The first invocation would require a version bump if #[must_use] was added to a pub enum, because the enum_must_use_added flag took precedence over the lint group. In the second example, however, it would be the opposite, because the blanket allow came after the targeted deny and thus takes precedence.

It's important to note that these precedence rules apply to each individual property of the lint (that is, version and lint level), meaning if we had

$ cargo semver-checks -- --major must_use_added --warn enum_must_use_added

the enum_must_use_added lint would be major-level and a warning (and other must_use_added lintsallow would be major-level and an error).

a less-nuclear option

The problem that command-line flags solve is being able to configure lints/lint groups in an environment where the Cargo.toml manifest is not available to use for this purpose. This could be in CI, using precomputed Rustdoc JSON files, etc., where cargo-semver-checks does not have access to the Cargo.toml manifest where lints would be configured.
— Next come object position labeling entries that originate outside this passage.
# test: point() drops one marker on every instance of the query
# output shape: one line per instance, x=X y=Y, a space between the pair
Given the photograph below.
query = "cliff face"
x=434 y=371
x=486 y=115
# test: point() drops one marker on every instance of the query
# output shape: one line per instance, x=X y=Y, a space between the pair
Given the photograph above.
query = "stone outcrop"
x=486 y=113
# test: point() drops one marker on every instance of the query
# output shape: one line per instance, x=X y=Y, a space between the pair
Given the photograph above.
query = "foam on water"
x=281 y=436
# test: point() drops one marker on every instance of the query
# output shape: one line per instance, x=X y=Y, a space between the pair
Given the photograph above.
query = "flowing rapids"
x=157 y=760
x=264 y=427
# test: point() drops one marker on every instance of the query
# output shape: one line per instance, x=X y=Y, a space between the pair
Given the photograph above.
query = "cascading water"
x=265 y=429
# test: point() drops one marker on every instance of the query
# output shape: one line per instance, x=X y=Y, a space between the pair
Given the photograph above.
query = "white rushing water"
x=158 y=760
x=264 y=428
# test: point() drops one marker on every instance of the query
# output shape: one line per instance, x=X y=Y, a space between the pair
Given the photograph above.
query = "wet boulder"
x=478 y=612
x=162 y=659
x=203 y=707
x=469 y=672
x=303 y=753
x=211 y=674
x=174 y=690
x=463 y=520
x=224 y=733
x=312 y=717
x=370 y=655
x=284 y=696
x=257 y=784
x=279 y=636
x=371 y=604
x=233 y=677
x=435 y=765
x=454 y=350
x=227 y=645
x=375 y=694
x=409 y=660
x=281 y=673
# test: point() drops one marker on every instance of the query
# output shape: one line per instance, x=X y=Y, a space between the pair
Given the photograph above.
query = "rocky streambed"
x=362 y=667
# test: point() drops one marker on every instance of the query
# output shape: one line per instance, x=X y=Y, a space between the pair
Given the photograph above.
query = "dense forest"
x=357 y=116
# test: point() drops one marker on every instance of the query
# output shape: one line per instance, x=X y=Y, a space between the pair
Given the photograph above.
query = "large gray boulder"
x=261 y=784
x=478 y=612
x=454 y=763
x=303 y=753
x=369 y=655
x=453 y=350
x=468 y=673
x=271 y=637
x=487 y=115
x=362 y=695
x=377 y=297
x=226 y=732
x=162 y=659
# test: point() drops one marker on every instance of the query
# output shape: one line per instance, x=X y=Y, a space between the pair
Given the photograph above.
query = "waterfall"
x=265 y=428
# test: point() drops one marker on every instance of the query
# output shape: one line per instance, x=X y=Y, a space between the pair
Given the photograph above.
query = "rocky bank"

One alternative solution that avoids some of this complexity is adding a --lint-config flag that lets the user provide a path to a file that contains the lint configuration table. With this, we only have to reason about precedence rules and edge cases in one format (the manifest configuration table), but there is a way to configure lints in environments where it's not currently possible.

Like command-line flags, any items in this table would take precedence over items in the package or workspace Cargo.toml. One disadvantage of this over command-line flags is that it does require another file to be created, managed, checked into source control, etc., but it does solve the problem that CLI flags also do while using existing infrastructure.

conclusion

I'd love to hear any feedback at this stage about lint groups, CLI config, or any of the problems, solutions, and implementation details proposed in this post. You can find my sketch of the grouped current lints below in the appendix.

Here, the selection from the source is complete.